Sebold e eu tínhamos começado a nos corresponder recentemente, pouco mais de um ano depois que ela soube que o homem errado havia sido mandado para a prisão, em 1982, por estuprá-la. Em 1999, ela publicou "Lucky", um livro de memórias best-seller sobre o estupro e a subsequente condenação de um jovem negro chamado Anthony Broadwater. Então ela escreveu "The Lovely Bones", um romance sobre uma garota que é estuprada e assassinada, que foi descrito como o romance de estreia de maior sucesso comercial desde "E o Vento Levou". Mas agora Sebold havia perdido a confiança na linguagem. Ela parou de escrever e ler. Até mesmo juntar frases em um e-mail parecia adotar "um senso de autoridade que não tenho", disse ela.

Sebold, que tem 60 anos, reconheceu que seu caso tomou uma forma profundamente americana: uma jovem branca acusa um inocente homem negro de estupro. "Ainda não sei para onde ir com isso, a não ser para a dor, para o silêncio e para a vergonha", ela me escreveu.

Em fevereiro, encontrei Sebold em San Francisco pela primeira vez. Ela mora sozinha com seu cachorro. Ela usava luvas de lã sem dedos e mantinha as luzes apagadas; sua sala de estar era iluminada por uma janela. Várias vezes ela começou a explicar algo que havia pensado, e então parou no meio da frase. Embora ela tenha aceitado rapidamente a notícia de que Broadwater era inocente, ela sentiu como se tivesse "agarrado a nova realidade" e ainda estivesse no processo de habitá-la. Ela admitiu que sua experiência com a vertigem representou uma espécie de progresso psicológico: ela estava absorvendo o fato de que "não havia chão quando eu pensava que havia chão", disse ela. "Há aquela sensação de se levantar e imediatamente precisar se sentar porque você vai cair."

Ela estava com medo de absorver novos detalhes muito rapidamente. "Não é só que o passado desmorona", disse ela. "O presente desmorona, e qualquer senso de bem que eu já fiz desmorona.
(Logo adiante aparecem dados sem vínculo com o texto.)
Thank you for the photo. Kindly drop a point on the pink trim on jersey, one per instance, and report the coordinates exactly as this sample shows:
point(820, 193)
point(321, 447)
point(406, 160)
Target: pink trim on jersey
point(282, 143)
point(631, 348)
Parece que é todo um universo giratório que tem sua própria velocidade e, se eu apenas enfiar o dedo nele, ele me levará - e eu não sei onde vou parar."

Ela estava lutando para descobrir como chamar Broadwater. Ela havia evitado o nome dele por quarenta anos. "Broadwater" parecia muito frio. "Anthony" parecia um nível de proximidade que ela não merecia. E ainda assim suas vidas estavam entrelaçadas. "O estuprador surgiu do nada e moldou toda a minha vida", disse ela. "Meu estupro surgiu do nada e moldou toda a sua vida."

Sebold e Broadwater se definiram por meio de histórias conflitantes. Mas Broadwater também sentiu que eles estavam unidos, os mesmos momentos criando reviravoltas em suas vidas. "Nós dois passamos pelo fogo", disse ele. “Você vê filmes sobre estupro e a jovem está se esfregando no chuveiro, sem parar. E eu digo para mim mesmo: 'Droga, eu me sinto da mesma maneira.' Será que algum dia vai desaparecer da minha memória, da minha mente, dos meus pensamentos? Não. E também não vai desaparecer para ela.

Sebold foi estuprada em um túnel de pedestres em um parque por volta da meia-noite de 8 de maio de 1981, o último dia de seu primeiro ano na Syracuse University. "Ouvi alguém andando atrás de mim", escreveu ela em um depoimento. "Comecei a andar mais rápido e de repente fui ultrapassado por trás e agarrado pela boca." Quando ela tentou fugir, o homem a puxou pelos cabelos, arrastou-a por um caminho de tijolos, bateu com o crânio no chão e disse que a mataria se ela gritasse. Eventualmente, ela parou de resistir e tentou intuir o que ele queria. "Ele trabalhou em mim", escreveu ela em "Lucky". "Eu me tornei um com este homem."

Ela voltou para seu dormitório, sangrando, e um aluno chamou uma ambulância. De acordo com um exame médico, seu nariz estava dilacerado, sua urina estava ensanguentada e suas roupas e cabelos estavam emaranhados com sujeira e folhas. Quando ela foi entrevistada pela polícia naquela manhã, ela disse que seu estuprador era um homem negro, "16-18 anos de idade, pequeno e musculoso". No depoimento, ela escreveu: "Desejo ser processado caso esse indivíduo seja pego". Mas o detetive do caso dela parecia cético em relação ao relato dela - ele escreveu, sem explicação, que não parecia "completamente factual" - e recomendou que "este caso fosse encaminhado para o arquivo inativo".